Będziesz potrzebowała:
- kiść bananów
- 500ml śmietanki 30%
- puszkę masy kajmakowej
- 2 opakowania ciasteczek holenderskich
- 2 łyżki cukru poduru
- pół gorzkiej czekolady
- pół kostki masła
- 2 śmietanfixy (proszek utrzymujący konsystencję bitej śmietany)
- okrągła blacha 22-23cm
Ciasteczka holenderskie to takie okrągłe herbatniki, polane czekoladą z jednej strony. Kruszymy je do miski, i zalewamy wcześniej rozpuszczonym masłem w rondelku. Wszystko blendujemy na gładką masę.
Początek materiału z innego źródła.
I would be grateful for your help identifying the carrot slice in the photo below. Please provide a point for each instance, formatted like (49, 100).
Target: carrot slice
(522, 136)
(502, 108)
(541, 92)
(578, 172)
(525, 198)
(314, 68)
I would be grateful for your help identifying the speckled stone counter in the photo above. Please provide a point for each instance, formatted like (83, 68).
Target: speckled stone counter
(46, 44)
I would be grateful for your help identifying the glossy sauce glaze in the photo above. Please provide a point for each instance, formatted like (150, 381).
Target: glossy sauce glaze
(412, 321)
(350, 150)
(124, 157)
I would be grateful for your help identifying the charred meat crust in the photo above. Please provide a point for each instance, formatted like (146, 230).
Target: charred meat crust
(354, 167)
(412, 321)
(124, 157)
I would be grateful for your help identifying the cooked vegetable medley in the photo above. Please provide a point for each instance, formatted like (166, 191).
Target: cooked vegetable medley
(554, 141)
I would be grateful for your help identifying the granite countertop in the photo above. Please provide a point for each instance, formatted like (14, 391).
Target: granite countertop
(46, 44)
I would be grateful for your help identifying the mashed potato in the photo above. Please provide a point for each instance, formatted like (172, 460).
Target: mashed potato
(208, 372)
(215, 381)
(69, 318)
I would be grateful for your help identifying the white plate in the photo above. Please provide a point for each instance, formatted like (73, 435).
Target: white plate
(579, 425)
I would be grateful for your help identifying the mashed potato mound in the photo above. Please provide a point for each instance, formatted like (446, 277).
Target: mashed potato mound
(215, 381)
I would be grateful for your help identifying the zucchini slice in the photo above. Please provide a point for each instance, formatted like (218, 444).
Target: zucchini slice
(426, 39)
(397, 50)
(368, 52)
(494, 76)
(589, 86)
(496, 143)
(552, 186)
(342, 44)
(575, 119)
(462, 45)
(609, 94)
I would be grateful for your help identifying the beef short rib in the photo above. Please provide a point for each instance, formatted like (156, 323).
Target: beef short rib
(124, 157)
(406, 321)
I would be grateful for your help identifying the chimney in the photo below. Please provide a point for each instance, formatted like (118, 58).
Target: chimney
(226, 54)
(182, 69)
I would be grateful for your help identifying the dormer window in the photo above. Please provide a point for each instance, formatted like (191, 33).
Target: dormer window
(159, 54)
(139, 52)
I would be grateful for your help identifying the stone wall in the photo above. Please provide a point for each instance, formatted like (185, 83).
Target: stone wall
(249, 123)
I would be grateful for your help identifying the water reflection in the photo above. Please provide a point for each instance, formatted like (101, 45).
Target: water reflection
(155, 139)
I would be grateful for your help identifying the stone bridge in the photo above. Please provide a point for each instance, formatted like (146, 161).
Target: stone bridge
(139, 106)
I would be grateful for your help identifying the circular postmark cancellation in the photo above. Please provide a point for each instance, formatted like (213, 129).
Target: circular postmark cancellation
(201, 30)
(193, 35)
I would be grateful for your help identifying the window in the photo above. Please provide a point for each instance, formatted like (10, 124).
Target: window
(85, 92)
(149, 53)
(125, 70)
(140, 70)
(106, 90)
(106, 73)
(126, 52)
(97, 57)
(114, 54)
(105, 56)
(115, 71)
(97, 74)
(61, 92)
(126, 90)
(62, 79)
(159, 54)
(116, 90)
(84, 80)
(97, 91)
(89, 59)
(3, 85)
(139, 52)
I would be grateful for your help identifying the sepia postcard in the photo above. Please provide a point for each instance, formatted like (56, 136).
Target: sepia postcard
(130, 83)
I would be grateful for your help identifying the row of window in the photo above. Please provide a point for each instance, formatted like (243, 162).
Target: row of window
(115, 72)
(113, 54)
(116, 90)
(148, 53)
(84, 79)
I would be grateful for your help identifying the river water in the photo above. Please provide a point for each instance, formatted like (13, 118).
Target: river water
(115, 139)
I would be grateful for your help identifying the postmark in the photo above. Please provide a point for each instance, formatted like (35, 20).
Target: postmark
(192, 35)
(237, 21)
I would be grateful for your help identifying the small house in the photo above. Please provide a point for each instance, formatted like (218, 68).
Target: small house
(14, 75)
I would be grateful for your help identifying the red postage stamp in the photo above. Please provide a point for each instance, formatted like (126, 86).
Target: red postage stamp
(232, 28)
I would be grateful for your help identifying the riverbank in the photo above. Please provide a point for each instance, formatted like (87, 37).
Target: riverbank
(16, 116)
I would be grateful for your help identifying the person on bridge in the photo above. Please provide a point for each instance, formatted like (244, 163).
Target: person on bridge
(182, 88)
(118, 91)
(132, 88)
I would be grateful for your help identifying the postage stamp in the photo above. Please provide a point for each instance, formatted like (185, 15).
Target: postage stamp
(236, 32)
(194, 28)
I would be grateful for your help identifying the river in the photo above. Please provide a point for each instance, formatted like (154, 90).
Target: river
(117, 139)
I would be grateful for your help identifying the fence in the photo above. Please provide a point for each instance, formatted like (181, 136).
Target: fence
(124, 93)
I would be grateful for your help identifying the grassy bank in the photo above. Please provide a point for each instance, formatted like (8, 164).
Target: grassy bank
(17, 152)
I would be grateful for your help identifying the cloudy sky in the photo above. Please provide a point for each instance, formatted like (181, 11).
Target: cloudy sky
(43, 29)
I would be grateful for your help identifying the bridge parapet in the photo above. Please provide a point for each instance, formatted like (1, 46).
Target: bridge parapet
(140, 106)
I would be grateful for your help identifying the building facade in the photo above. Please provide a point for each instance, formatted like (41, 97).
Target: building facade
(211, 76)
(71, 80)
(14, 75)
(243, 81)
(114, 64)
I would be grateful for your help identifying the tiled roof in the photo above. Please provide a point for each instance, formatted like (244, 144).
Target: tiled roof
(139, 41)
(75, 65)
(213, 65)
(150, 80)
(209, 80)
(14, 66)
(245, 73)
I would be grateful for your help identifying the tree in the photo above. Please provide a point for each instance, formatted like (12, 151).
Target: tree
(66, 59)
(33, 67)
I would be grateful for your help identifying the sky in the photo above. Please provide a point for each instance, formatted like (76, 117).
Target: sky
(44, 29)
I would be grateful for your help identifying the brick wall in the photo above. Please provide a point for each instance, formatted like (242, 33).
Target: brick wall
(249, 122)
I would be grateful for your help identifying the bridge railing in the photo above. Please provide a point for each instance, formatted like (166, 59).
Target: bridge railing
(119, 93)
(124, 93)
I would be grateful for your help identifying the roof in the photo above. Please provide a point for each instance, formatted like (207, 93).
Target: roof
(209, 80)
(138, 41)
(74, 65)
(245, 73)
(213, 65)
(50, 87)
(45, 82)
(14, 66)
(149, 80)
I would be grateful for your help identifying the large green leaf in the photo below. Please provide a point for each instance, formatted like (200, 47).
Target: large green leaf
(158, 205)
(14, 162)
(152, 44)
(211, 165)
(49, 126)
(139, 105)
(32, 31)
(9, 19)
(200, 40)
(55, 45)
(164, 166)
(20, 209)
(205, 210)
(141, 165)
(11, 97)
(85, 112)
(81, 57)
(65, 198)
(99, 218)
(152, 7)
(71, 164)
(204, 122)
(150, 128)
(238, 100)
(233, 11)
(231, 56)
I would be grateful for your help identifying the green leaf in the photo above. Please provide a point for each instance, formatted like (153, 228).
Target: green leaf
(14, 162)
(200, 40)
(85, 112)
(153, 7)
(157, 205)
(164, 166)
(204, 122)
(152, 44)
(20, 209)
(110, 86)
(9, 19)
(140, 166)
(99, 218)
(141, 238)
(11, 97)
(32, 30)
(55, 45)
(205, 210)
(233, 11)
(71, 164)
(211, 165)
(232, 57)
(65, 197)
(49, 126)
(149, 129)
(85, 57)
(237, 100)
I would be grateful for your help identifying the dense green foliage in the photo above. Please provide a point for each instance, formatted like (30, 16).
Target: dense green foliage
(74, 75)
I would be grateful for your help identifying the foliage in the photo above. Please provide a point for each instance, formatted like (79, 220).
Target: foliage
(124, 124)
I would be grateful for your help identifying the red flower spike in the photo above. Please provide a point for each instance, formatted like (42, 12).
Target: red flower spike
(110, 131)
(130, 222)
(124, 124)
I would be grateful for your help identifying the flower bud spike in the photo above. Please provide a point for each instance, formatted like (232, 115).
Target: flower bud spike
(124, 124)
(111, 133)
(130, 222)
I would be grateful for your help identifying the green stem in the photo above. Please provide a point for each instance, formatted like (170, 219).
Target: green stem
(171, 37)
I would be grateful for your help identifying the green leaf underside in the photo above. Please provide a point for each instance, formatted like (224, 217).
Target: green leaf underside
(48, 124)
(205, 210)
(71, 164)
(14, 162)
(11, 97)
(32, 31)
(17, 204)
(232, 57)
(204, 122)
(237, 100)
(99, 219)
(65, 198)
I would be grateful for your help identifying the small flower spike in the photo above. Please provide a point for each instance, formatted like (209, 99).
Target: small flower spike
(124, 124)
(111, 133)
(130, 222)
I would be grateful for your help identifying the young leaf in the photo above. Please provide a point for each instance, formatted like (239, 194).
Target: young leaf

Ja zawsze blachę wykładam papierem do pieczenia, by uniknąć jej mycia, ale nie musisz tego robić. Zblendowane ciasteczka z masłem wylewam do formy i wkładam do lodówki.
W tym czasie puszkę kajmaku wkładam do miseczki z gorącą wodą, by zmiękła. 500ml śmietanki ubijam na sztywno dodając 2 łyżki cukru pudru i 2 śmietanfixy.
Wyciągam spód z lodówki, rozsmarowuje na nim masę kajmakowa. Układam banany, na to rozsmarowuje śmietankę i trę czekoladę.
Niestety ciasto musi postać w lodówce, minimum kilka godzin. Ciężko wytrzymać, ale warto ;)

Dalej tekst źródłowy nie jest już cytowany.